UHX Fix Tubesheet 1

[laibme]

I am trying to go through the calculations for the fixed tubesheet using UHX. I got stuck when I was looking for the Kj value (the axial rigidity of expansion bellow).

Can someone tell me how to calculate the value or where it comes from?

I've tried looking at the examples in the UHX sections and they just seem to get the value from mid air.

Thanks.

laibme

 

[GenB]

Do you have an exp bellows in your design?
if not you do not need it and the value may be 1
I will study it further and advise.
genb

 

[laibme]

I am actually not trying to run an actual calculation, but to understand the calculations, as my job will require me to use it later. So I want to understand this for all cases.

I understand if there is no bellow the J value automatically goes to 1, as per pg 285 in UHX section 13.3. Which would mean that the Kj value is equal to Ks, since the equation for the J value is 1/(1+(Ks/Kj)).

I thought about using the Ks equation and substituting it for Kj, but it doesn't make since to me as the bellows do not act the same way as the shell, even if I substitue the values of ts, Ds, and L. Unless I am mistaken, please let me know.

Thank you.

laibme

 

[Swig]

laibme says:
"I understand if there is no bellow the J value automatically goes to 1, as per pg 285 in UHX section 13.3. Which would mean that the Kj value is equal to Ks, since the equation for the J value is 1/(1+(Ks/Kj)). "

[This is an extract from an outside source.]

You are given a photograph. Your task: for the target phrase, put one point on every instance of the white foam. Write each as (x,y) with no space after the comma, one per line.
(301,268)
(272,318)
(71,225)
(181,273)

If you don't have a bellow, then the Kj is equal to infinity (and not equal to Ks). You can consider 'no bellow' like 'one with an enormous axial rigidity'.

Ks/Kj = Ks/infinity = 0, so J equals 1/(1+0)=1.

swig

 

[PVGuy]

laibme,

The Kj value comes from the design of the bellows and is simply plugged into the design of the exchanger per UHX. If you are doing thin walled bellows and you are calculating them in house you can use appendix 26 in SC VIII-I which will give you this value. If you do thick walled bellows, then you need to go outside SC VIII-I to calculate the bellows and Kj; but you need to meet the stress criteria of App. 5 in SC VIII-I.

 

[orion952]

I am also trying to determine Kj for a flanged & flued expansion joint. From a copy of Design of Process Equipment (third edition), chapter 6 walks you thru a design. Since I only needed a value for Kj to input into my software I only calculated Fj from this book which is the force required to move the expansion joint 1 inch. For a shell od of 36", exp joint od of 46", wall thickness of 3/8", shell length of 264", exp jt radius's of 1.5,a delta value of 0.0824" and H = 5". for SA-516 Gr 70 material I get an Fj value of 22197 lb/in. Would someone like to check me and comment on the logic of this approach.

 

[PVGuy]

Orion 952,

The method you have sited is a generally accepted method, the book though has some errors though. The axial rigidity is not dependent on the delta value like Fj is. If you divide the Fj value by the value of Y (terms defined in your reference) then the result is the axial rigidity, it is not uncommon for this value to be near or in excess of 1,000,000 lb/in.